Fabiola: Just take care of myself. I am before everyone else. If I can take care of myself, I can take care of someone else. That’s my moral code. First learn how to take care of myself. Just getting yourself involved and making sure that you eat in the morning and have lunch, dinner. That’s what I call self-care. You’re taking care of everything. Take advantage of resources. There’s a lot of things that can help you. As long as you can help yourself, then you’re able to take care of someone else. If there’s no self-love, if there’s no self care, then there’s no way you can take care of someone else.
What do you think about abortion?
Fabiola: I believe it’s a woman’s choice. We should have our say in it. For example, if you are not ready financially or emotionally, you have a choice of what you would like to do with the embryo.
What would you say to someone who said that a human embryo should have the same rights as other members of the human species?
Fabiola: If it’s brought into this world and then you say you don’t want it anymore, there’s always adoption, foster care, but as long as it’s inside of you and you have no emotional attachment to it then I believe that it’s still their choice. As long as it’s not six months and above and already kicking and moving like, “I want to come out.” If it’s doing that, then I’m like, “okay, at least birth it and if you want to give it away then you can give it away.” You can place it for adoption. Maybe there’s a family that’s infertile. Let’s bring something good into this world. But I wouldn’t want her feeling pressured. If she’s not ready, she’s not ready.
Do you believe in an afterlife?
Fabiola: I honestly don’t think so.
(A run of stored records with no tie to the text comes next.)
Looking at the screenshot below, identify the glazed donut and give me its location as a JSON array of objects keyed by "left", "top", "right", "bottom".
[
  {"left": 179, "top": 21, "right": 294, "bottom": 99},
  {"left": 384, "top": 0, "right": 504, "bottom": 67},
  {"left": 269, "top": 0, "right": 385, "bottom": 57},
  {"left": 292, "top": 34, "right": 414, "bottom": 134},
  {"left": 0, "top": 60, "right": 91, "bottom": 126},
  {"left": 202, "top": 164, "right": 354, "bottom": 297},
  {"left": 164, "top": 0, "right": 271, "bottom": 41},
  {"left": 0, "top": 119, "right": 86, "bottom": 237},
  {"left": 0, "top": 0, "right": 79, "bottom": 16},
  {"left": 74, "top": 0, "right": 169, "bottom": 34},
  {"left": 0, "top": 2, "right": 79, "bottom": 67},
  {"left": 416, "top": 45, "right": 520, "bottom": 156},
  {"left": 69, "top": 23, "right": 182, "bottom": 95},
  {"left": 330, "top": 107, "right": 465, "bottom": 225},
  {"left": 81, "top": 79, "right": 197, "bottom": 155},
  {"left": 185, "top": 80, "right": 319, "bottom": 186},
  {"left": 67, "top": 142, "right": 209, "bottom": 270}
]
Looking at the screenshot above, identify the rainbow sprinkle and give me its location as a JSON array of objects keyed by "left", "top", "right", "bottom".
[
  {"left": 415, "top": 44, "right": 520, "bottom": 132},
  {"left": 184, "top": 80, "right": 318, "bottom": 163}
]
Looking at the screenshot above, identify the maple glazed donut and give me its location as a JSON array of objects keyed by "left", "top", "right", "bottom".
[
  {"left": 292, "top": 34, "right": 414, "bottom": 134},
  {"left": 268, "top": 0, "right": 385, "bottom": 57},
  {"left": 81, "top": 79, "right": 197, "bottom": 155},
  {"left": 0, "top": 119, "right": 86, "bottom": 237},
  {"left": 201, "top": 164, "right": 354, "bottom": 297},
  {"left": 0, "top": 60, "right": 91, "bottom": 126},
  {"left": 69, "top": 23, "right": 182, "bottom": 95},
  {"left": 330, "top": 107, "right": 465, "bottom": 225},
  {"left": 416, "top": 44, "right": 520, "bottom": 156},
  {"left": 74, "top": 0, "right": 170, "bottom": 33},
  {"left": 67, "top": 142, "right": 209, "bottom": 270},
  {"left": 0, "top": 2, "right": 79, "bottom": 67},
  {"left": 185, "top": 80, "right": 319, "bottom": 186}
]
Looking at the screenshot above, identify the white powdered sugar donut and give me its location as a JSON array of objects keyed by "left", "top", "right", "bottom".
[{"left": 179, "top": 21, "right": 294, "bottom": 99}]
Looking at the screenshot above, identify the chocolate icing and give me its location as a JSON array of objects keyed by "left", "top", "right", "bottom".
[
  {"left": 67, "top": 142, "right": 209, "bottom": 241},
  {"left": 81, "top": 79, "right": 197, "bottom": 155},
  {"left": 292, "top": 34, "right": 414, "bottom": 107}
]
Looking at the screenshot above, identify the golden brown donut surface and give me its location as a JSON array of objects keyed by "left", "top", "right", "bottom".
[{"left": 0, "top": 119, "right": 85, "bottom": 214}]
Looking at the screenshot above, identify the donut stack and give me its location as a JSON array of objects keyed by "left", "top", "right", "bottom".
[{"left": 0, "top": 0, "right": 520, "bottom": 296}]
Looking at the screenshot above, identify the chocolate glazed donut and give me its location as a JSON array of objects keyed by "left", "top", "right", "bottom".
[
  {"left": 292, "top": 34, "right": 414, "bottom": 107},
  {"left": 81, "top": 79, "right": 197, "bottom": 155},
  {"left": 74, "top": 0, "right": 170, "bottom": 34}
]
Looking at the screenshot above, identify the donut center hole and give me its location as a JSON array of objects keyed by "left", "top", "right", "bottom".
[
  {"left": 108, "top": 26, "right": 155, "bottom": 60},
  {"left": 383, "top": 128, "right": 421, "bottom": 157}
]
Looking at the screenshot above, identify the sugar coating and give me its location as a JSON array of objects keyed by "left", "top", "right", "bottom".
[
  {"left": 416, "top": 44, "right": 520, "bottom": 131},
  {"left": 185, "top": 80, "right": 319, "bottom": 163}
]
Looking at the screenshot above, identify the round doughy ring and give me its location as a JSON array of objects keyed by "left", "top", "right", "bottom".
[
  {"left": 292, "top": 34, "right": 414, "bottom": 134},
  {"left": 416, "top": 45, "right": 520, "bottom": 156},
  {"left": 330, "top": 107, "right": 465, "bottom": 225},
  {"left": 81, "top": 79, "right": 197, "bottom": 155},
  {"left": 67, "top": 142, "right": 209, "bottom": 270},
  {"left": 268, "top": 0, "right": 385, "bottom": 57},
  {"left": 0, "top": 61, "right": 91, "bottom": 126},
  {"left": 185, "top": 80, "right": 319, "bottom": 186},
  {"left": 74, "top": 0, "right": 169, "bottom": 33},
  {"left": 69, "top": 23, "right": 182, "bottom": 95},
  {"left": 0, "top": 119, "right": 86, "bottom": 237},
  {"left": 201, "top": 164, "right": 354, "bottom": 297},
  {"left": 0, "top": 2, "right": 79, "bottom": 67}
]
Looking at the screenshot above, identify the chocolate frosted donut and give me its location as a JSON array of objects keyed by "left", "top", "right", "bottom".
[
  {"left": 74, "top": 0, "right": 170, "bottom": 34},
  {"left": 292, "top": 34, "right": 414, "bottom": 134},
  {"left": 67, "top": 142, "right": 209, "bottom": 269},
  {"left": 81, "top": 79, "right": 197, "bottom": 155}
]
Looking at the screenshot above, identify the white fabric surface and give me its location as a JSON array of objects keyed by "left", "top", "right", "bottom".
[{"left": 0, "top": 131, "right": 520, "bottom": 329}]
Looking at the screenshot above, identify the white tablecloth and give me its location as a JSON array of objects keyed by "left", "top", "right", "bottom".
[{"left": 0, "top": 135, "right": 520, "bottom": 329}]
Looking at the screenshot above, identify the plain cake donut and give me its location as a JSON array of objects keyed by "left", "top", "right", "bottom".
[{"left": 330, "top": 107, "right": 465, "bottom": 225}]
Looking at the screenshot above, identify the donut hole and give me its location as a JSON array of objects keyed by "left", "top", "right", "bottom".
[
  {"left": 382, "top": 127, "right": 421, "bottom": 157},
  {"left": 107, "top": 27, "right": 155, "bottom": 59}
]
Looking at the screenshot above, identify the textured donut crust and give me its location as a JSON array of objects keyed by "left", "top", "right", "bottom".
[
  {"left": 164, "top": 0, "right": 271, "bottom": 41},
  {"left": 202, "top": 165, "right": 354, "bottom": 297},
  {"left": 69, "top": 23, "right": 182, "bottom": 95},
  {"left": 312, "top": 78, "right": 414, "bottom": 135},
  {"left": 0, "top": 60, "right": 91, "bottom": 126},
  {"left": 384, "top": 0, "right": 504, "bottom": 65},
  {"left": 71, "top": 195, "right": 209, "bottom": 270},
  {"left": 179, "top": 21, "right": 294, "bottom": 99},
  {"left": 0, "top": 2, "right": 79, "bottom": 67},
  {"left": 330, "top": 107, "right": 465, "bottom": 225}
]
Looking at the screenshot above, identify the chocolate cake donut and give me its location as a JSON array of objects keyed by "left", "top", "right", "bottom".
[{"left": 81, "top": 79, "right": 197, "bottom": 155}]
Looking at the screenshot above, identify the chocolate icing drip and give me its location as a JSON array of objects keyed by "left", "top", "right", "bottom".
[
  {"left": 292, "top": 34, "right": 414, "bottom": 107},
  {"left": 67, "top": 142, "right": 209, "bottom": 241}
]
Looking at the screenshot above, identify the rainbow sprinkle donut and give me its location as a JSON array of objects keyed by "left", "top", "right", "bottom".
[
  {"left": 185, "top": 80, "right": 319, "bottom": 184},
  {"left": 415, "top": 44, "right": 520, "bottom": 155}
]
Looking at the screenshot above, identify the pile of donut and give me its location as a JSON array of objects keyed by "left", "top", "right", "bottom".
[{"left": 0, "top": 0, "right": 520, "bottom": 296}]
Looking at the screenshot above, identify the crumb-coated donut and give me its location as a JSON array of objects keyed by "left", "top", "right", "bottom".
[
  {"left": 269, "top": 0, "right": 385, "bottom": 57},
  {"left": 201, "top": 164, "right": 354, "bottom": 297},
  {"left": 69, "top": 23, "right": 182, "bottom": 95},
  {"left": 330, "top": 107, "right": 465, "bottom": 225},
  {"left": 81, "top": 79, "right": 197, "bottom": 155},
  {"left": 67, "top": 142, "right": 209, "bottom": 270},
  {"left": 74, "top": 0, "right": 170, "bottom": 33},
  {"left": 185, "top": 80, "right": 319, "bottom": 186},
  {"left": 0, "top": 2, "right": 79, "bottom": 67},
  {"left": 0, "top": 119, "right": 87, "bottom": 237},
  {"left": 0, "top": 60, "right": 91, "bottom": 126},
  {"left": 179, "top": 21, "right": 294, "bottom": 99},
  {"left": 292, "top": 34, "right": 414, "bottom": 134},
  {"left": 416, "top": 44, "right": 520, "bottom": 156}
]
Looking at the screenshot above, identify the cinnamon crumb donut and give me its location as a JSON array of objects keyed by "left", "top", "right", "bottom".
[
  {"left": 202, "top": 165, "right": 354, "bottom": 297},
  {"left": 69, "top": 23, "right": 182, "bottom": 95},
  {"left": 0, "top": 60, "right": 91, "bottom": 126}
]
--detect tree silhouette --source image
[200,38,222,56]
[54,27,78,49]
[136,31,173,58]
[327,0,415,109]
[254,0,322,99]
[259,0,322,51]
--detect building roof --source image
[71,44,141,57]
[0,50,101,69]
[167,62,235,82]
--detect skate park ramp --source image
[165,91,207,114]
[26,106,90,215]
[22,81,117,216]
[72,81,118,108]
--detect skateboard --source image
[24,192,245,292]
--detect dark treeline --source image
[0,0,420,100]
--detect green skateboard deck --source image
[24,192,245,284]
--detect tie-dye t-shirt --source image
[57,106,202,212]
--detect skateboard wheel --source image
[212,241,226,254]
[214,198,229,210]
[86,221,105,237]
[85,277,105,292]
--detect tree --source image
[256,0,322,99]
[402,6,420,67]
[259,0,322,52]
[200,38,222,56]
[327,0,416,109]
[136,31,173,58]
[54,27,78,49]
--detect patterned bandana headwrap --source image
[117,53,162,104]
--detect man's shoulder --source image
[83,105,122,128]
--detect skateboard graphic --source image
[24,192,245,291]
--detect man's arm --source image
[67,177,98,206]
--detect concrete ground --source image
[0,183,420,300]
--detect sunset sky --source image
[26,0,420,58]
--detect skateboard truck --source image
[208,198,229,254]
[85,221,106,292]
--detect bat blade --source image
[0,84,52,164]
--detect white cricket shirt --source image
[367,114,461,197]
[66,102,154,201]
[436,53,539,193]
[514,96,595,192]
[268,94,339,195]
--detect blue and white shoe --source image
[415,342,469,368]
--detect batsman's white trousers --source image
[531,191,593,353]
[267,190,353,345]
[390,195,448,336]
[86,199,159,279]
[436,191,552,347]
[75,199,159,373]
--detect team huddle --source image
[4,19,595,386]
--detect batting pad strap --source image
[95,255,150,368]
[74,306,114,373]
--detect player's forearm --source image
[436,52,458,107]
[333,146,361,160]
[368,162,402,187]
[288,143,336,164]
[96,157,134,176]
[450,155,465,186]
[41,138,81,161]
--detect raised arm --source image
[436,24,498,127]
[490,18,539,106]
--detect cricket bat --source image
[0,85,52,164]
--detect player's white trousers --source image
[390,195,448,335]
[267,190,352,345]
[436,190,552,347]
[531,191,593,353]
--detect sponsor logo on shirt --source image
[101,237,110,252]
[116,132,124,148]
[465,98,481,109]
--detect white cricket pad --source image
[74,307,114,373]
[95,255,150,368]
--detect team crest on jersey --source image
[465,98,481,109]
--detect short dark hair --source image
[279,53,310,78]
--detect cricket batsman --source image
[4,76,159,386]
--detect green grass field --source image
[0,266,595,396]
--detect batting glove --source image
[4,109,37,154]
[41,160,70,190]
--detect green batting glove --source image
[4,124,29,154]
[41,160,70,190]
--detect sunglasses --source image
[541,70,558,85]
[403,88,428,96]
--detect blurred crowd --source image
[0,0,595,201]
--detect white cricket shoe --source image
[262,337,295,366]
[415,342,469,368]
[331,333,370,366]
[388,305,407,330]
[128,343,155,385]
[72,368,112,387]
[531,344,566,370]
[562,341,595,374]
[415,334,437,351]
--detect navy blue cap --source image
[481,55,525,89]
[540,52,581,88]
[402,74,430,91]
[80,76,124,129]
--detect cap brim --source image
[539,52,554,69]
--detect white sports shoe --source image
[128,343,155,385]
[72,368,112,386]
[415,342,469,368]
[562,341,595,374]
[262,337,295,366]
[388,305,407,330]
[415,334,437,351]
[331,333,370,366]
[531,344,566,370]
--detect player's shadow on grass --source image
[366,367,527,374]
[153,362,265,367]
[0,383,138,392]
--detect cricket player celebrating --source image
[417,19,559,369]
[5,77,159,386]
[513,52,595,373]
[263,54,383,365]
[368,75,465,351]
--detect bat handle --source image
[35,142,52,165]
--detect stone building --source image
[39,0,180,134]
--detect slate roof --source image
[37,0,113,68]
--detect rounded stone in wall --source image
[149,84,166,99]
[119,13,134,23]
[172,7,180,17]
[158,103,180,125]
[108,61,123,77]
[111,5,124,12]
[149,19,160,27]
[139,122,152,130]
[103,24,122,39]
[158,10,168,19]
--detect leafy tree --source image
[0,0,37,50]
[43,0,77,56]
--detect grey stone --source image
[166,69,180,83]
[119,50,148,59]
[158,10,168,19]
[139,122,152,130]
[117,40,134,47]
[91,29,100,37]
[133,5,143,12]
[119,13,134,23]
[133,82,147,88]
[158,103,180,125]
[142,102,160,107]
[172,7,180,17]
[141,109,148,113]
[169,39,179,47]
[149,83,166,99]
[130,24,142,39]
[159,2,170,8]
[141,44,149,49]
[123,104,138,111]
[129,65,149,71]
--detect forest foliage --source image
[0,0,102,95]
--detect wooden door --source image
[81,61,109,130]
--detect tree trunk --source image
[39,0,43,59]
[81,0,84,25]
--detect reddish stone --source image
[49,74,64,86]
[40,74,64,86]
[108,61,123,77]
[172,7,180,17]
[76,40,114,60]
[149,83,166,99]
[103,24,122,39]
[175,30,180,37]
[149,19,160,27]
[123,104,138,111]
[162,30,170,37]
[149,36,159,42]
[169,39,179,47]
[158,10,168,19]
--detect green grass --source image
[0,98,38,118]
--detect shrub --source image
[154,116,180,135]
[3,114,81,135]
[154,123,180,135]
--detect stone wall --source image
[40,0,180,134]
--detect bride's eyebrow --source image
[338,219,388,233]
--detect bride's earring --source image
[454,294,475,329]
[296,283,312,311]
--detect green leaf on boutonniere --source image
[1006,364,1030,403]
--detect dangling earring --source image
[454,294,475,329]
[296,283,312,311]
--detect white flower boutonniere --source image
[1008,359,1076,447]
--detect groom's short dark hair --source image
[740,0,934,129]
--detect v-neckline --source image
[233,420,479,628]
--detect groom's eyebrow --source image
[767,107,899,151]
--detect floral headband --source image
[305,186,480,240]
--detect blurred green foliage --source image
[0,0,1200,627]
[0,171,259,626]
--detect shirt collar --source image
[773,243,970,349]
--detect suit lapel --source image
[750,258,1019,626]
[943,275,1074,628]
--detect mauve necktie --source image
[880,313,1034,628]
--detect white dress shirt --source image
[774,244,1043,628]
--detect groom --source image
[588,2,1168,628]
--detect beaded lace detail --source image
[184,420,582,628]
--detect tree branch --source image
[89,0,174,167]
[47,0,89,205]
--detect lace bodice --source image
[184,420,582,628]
I don’t know what happens once you die. I’m scared of going down and just blank nothingness. Sometimes I do feel maybe there is an afterlife, maybe it’s another type of being, like a caterpillar or something nice, a spider maybe. I do feel like there’s an afterlife, I guess. Your body decomposes to soil and from soil there’s a grain of sand or something. Then there’s an earthworm, it devours the sand or or dirt and all those things take part of it. It just gives me hope that some part of me is going to go into a little worm. It’s part of the ecosystem.
Califonia Catholic Daily/Mary Rose: Do you consider yourself religious?
Kiana: Yeah, to a degree. I guess when I really need it, I pray for something. Not for my benefit. When I’m feeling low I pray. I was raised Catholic.
Do you agree with the moral teachings of the Catholic Church?
Kiana: I did the whole confirmation and stuff and weirdly the teachers there all say different things. Some kid raised his hand and was like, “what’s your view on gays” and every teacher says a different thing. It’s whatever. I don’t actually like pay attention to that side of it. It’s more of a like spiritual other side of it.
Did you develop your own moral code?
Kiana: If you’re not strict on the whole Bible thing, you work yourself into what you see as what God wants I guess.
The Catholic Church forbids abortion. What do you think about that?
Kiana: We did a whole lesson on that. They see it as the child already has sin before it’s born, so it won’t go to heaven. It will be in limbo and that they just go to nothingness and that’s why they’re so against it. I wouldn’t want anyone to go to nothingness, so I guess I’m not for abortion, but I’m not against it. I wouldn’t use it as a form of birth control, but there are situations like what if the person was raped and she can’t handle having a baby? There’s things that you can’t handle.
If someone asked you who Jesus is what would you say?
Kiana: I think it’s different for everyone. For me, it’s really hope and redemption. Any time you were in need, that’s when it pops in your head. You always think that some higher power is going to help you, so why not God. Put a face to it.
Do you believe in an afterlife?
Kiana: Oh, I sure hope so!
California Catholic Daily exclusive by Mary Rose.